I am seeing the same issue in my rails app, when upgrading to rails 6.0.3, If I do an extra save! in after_create I will get the same record being written twice. But If I change the after_create to be after_commit on create it will solve the issue for me.

Wrote reproduction script with failing test on rails 6.0.3 but passing on 6.0.2:

# frozen_string_literal: true

require "bundler/inline"

gemfile(true) do
  source "https://rubygems.org"

  git_source(:github) { |repo| "https://github.com/#{repo}.git" }

  # Activate the gem you are reporting the issue against.
  gem "activerecord", "6.0.3"
  gem "sqlite3"
end

require "active_record"
require "minitest/autorun"
require "logger"

# This connection will do for database-independent bug reports.
ActiveRecord::Base.establish_connection(adapter: "sqlite3", database: ":memory:")
#ActiveRecord::Base.logger = Logger.new(STDOUT)

ActiveRecord::Schema.define do
  create_table :users, force: true do |t|
  end

  create_table :posts, force: true do |t|
    t.timestamp :last_post_creation_time
  end

  create_join_table :posts, :users
end

class User < ActiveRecord::Base
  has_and_belongs_to_many :posts
end

class Post < ActiveRecord::Base
  has_and_belongs_to_many :users

  after_create :post_process

  def post_process
    self.last_post_creation_time = Time.now
    self.save!
  end
end

class BugTest < Minitest::Test
  def test_association_stuff
    user = User.create!

    post = Post.create(
      users: [user]
    )

    user.reload
    post.reload

    assert_equal [user.id], dbs.users.ids
    assert_equal [post.id], user.posts.ids
  end
end

@eugeneius can you take a look?

No, the fix is still present on the master branch. Please open a new issue with an executable test case.
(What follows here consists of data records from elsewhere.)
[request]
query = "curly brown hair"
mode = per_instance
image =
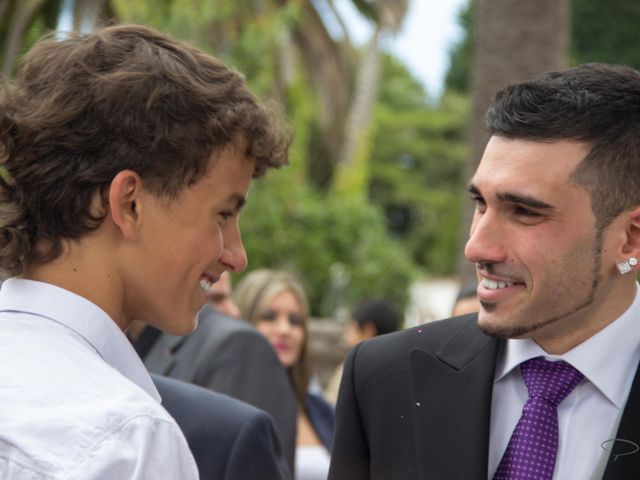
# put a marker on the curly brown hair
(86, 107)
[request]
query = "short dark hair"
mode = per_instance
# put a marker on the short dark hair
(85, 107)
(595, 103)
(380, 313)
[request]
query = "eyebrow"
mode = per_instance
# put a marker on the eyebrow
(520, 199)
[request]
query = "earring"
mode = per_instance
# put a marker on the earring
(627, 265)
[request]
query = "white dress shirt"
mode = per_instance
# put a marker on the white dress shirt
(590, 415)
(76, 402)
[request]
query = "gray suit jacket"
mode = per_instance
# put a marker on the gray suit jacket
(229, 356)
(229, 439)
(416, 404)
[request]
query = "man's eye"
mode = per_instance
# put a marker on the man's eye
(479, 202)
(525, 212)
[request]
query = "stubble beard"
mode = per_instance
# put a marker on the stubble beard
(525, 330)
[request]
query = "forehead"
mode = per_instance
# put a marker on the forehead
(527, 166)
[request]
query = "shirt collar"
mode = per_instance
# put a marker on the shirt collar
(614, 349)
(82, 317)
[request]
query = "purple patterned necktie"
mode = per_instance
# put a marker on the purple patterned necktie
(531, 453)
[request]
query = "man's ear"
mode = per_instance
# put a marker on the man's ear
(124, 202)
(631, 245)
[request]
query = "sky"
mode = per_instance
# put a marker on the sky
(423, 43)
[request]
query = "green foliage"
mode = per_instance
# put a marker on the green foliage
(605, 31)
(458, 75)
(289, 225)
(417, 163)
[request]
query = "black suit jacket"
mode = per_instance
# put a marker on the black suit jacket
(230, 356)
(416, 404)
(230, 440)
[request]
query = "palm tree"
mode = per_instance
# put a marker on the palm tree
(514, 41)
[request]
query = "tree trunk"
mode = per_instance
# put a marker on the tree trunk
(514, 41)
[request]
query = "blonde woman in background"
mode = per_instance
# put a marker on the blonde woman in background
(276, 303)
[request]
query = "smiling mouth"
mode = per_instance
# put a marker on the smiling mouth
(206, 283)
(496, 284)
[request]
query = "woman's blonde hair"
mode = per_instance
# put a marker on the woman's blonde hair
(255, 292)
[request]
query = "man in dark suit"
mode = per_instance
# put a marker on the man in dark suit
(543, 381)
(229, 439)
(229, 356)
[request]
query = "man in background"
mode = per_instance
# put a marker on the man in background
(229, 356)
(369, 318)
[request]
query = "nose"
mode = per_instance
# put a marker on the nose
(234, 256)
(486, 239)
(230, 309)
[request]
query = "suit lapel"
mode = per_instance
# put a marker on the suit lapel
(624, 460)
(161, 359)
(451, 402)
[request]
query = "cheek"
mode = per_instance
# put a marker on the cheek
(299, 339)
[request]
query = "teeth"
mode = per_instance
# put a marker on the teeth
(206, 285)
(495, 285)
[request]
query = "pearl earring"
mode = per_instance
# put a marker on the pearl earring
(627, 265)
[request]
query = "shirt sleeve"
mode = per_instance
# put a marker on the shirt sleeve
(144, 447)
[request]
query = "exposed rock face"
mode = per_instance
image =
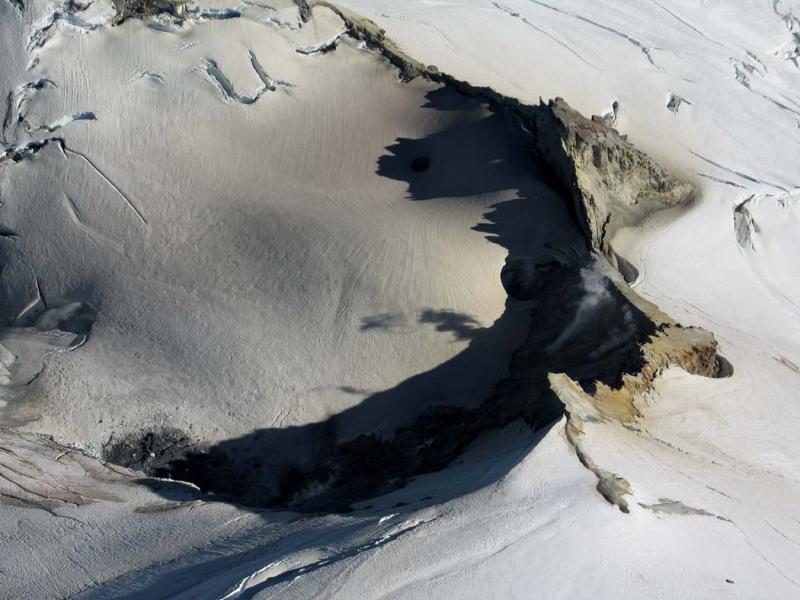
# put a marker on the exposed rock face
(611, 182)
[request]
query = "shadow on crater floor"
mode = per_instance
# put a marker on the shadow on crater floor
(579, 324)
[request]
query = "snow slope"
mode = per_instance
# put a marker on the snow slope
(707, 88)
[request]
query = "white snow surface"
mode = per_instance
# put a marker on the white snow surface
(248, 272)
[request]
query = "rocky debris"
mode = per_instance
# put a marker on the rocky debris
(593, 348)
(612, 184)
(137, 9)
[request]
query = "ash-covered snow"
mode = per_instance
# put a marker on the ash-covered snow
(211, 227)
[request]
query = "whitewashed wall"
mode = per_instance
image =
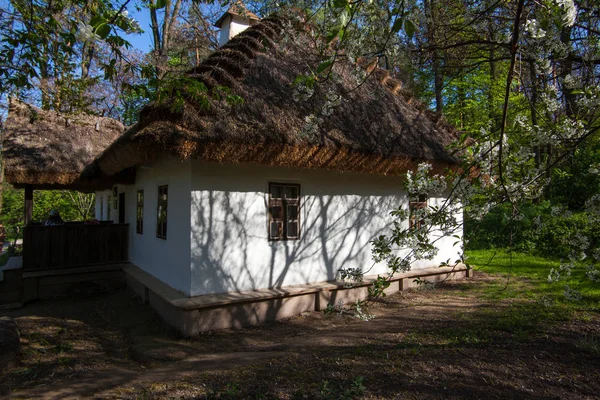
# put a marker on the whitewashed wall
(168, 260)
(340, 214)
(231, 26)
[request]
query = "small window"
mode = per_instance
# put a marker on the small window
(417, 208)
(139, 221)
(108, 208)
(284, 211)
(161, 219)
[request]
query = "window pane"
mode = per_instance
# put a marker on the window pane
(292, 229)
(291, 192)
(276, 191)
(276, 229)
(277, 212)
(292, 213)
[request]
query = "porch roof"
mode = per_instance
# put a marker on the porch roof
(49, 150)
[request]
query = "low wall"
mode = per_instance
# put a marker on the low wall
(71, 281)
(192, 315)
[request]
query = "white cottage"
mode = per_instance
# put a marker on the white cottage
(240, 207)
(244, 211)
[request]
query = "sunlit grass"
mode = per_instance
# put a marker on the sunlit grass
(526, 277)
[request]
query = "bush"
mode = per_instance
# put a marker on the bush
(539, 230)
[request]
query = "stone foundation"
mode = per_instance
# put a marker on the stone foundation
(192, 315)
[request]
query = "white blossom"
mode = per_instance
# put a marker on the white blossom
(534, 29)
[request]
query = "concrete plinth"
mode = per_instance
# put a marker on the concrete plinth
(192, 315)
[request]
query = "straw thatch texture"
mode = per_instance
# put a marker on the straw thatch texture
(238, 9)
(345, 125)
(48, 150)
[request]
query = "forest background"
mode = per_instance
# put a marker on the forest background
(519, 80)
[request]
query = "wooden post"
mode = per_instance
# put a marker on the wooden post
(28, 204)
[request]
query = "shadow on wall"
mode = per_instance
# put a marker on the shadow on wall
(231, 252)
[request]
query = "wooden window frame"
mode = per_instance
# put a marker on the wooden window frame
(139, 214)
(421, 203)
(284, 203)
(161, 227)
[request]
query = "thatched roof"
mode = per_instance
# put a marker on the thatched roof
(374, 129)
(240, 10)
(46, 149)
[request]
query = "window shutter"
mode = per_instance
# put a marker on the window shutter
(284, 211)
(276, 212)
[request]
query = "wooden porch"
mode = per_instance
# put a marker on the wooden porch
(74, 245)
(64, 260)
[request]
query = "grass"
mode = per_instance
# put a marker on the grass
(526, 277)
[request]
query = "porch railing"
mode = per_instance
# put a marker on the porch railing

Hi @eugeneius I haven’t been at a computer in a day, but I should be able to test this later today. Thank you for your work to help resolve!

@maxvlc for my application, changing to after_commit on: :create fixed the issue. You can try this on your app, it might work for you use case.

I’ve tried reproducing with your script by switching to pg, and using something close to my case (setting team_ids instead of teams) but it still does not reproduce 😕 I’ll let you know if I manage to reproduce.